Heat can cause rapid depletion of your EV battery.
Minimize the exposure of your car to low temperatures, especially during charging.
Aside from the extreme cold temperature, you can expect moisture to develop which can damage your battery during charging.
Avoid rapid and deep discharging of your EV battery
Because lithium-ion batteries work better on a partial charging cycle, deep discharging can also cause EV battery depletion and degradation.
Minimize quick charging of your EV battery
As mentioned earlier, quick charging generates high temperatures which can rapidly damage and deplete your EV battery.
If you are driving a Plug-In Hybrid Electric Vehicle (PHEV), always switch your car to “Save” when driving along long highways or up mountains.
Switching to “Save” lets your electric vehicle switch to the gasoline engine, instead of the EV battery, which is more capable of handling long travels or drives up steep inclines.

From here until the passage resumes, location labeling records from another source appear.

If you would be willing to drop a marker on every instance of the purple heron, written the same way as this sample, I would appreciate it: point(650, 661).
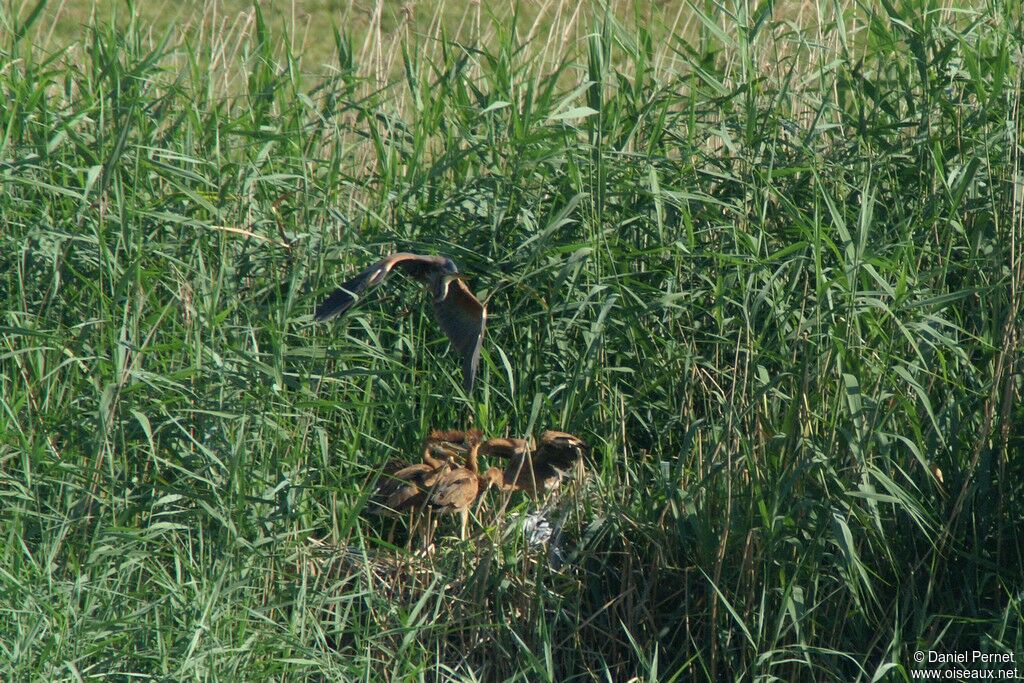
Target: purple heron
point(461, 314)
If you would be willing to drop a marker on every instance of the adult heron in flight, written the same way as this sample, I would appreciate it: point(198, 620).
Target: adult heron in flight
point(460, 313)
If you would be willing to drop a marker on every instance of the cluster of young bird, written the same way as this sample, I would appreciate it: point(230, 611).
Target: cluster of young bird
point(449, 477)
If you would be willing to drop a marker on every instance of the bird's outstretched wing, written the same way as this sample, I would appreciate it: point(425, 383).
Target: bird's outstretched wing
point(463, 318)
point(342, 298)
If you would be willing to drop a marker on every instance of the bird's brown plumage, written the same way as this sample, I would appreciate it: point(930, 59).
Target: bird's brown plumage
point(537, 472)
point(455, 491)
point(406, 487)
point(460, 314)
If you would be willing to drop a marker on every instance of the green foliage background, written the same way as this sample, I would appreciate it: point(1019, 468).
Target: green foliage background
point(766, 258)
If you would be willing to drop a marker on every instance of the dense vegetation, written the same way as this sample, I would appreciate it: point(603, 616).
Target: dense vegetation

While current EV batteries are far from perfect, scientists are coming up with Future EV battery technology as we speak, one of them being the development of green electric vehicle batteries.
What are green electric vehicle batteries?
You may be wondering “Aren’t electric vehicles (and their batteries) considered ‘green’ or environmentally friendly?” Well, the answer is yes and no. It is true that electric vehicle batteries do reduce carbon emissions because they don’t use fossil fuels and they are recyclable to serve as storage for houses using alternative energy. However, the batteries themselves are not made from recycled materials.
This year alone, scientists are getting ready to introduce the very first green electric vehicle battery. These are batteries made from 100% recycled active materials. With this technology, lithium, nickel, magnesium, and cobalt from old EV batteries can be used in the production of new batteries. These sustainable EV batteries are expected to have an improved environmental footprint and could drive down costs of the batteries themselves.
Any responsible EV owner can take steps to ensure that their electric vehicle batteries last for years. Through proper care of EV batteries, you can expect greater longevity and better performance in your car.